Ten slotte is de genetische code gedeeltelijk universeel. In eukaryoten zijn er andere organellen (evolutionair derivaten van bacteriën) waarbij een andere vertaling wordt geverifieerd dan die in het cytoplasma.

Deze organellen met hun eigen genoom (en vertaling) zijn chloroplasten en mitochondria. De genetische codes van chloroplasten, mitochondriën, eukaryoten en bacteriële nucleoïden zijn niet bepaald identiek.
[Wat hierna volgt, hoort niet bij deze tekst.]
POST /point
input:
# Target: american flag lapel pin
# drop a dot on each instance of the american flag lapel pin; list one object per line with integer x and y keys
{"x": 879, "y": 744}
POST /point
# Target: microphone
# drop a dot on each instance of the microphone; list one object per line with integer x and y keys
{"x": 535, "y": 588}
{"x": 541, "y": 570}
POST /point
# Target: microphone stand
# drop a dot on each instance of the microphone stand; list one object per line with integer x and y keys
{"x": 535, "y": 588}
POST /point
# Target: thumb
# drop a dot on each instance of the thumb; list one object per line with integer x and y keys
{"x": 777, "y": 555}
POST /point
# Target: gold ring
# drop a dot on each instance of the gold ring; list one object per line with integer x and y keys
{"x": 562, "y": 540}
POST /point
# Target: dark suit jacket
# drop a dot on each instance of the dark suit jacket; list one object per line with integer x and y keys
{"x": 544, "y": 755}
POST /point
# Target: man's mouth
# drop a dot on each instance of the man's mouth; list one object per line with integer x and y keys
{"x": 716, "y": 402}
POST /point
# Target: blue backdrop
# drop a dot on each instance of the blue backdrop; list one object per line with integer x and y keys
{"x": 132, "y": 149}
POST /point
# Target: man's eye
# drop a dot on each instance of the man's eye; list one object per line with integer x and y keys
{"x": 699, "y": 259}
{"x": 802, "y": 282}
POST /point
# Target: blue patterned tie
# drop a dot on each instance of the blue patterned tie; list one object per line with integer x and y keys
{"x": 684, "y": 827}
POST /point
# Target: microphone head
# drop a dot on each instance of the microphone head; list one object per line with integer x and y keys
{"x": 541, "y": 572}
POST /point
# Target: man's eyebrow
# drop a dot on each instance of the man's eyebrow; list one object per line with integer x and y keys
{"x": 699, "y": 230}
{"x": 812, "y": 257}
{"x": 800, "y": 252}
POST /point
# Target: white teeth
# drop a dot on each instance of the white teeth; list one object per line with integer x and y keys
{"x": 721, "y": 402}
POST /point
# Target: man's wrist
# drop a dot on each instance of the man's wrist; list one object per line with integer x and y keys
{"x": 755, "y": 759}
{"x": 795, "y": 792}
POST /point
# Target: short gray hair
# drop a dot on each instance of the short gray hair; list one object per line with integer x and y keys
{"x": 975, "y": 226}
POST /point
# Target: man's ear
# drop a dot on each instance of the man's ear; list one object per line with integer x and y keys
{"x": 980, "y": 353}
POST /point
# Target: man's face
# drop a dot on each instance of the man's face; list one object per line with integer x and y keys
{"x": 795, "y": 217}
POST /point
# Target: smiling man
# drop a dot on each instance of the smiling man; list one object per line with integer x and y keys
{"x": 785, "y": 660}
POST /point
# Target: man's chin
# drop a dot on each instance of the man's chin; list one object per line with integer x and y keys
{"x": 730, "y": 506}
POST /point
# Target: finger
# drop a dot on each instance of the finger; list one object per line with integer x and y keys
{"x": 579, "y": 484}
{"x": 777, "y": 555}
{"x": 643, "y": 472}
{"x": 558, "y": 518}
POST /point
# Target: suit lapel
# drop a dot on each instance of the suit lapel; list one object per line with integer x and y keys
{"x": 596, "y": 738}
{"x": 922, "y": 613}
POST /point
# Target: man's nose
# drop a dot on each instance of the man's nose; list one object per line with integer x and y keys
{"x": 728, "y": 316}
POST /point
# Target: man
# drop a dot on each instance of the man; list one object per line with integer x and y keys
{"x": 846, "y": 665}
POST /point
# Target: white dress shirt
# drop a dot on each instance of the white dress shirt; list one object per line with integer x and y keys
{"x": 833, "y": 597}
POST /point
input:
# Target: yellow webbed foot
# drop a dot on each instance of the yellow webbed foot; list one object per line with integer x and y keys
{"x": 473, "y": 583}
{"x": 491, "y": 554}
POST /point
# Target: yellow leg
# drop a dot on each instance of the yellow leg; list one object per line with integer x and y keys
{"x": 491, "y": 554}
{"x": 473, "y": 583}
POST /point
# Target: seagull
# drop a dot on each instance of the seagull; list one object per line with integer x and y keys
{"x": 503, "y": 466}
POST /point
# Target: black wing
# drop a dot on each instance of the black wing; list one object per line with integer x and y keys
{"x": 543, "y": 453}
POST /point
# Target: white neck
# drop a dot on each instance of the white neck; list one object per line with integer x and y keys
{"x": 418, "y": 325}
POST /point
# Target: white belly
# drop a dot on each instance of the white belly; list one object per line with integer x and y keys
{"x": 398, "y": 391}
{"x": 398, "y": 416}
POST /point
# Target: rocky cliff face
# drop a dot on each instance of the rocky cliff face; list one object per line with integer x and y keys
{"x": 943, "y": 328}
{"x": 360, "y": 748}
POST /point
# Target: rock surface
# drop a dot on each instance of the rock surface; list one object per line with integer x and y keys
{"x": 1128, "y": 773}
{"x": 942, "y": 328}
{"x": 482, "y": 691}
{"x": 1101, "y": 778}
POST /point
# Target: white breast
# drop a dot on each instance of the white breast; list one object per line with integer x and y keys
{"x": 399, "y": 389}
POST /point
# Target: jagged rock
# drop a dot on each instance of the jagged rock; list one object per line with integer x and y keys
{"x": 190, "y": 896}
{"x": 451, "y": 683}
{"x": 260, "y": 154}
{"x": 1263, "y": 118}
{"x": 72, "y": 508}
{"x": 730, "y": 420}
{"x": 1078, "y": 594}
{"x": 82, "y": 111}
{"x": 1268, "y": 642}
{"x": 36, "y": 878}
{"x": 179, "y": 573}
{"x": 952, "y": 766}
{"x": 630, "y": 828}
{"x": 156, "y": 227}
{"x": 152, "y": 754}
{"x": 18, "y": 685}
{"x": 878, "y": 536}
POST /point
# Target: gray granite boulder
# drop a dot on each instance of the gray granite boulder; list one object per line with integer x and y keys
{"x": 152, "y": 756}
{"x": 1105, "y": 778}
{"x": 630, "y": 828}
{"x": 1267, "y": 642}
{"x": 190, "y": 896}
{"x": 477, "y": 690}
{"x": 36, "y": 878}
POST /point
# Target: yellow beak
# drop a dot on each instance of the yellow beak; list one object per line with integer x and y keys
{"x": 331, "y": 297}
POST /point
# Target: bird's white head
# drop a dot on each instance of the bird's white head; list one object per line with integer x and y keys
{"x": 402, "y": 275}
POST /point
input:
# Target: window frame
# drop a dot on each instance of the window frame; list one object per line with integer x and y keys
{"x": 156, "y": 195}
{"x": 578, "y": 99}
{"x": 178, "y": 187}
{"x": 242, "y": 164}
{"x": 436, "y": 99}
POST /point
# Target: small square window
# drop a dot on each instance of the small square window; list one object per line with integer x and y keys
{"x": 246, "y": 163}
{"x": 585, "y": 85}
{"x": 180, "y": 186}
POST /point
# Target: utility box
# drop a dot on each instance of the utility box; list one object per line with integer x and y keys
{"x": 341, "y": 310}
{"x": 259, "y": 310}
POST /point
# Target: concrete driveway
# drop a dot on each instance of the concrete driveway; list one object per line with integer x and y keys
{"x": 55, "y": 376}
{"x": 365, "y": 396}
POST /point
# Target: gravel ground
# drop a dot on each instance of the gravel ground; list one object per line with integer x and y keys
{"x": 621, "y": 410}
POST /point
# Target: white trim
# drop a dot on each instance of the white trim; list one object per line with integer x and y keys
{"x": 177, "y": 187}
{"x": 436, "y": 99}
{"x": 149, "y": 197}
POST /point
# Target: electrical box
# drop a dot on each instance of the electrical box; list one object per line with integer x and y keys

Binnen elke groep is het echter universeel. Een plantengen dat klonen en zich vertalen in een dierencel zal bijvoorbeeld aanleiding geven tot een peptide met dezelfde lineaire volgorde van aminozuren die in de plant van oorsprong hadden moeten worden vertaald.

Referenties

  1. Brooker, r. J. Genetica: analyse en principes. McGraw-Hill Higher, Education, New York.
  2. Griffiths, een. J. F., Wessler, r., Carroll, s. B., Doebley, J. Een inleiding tot genetische analyse. New York.
  3. Koonin, E. V., Novozhilov, een. S. Oorsprong en evolutie van de universele genetische code. Jaaroverzicht van genetica.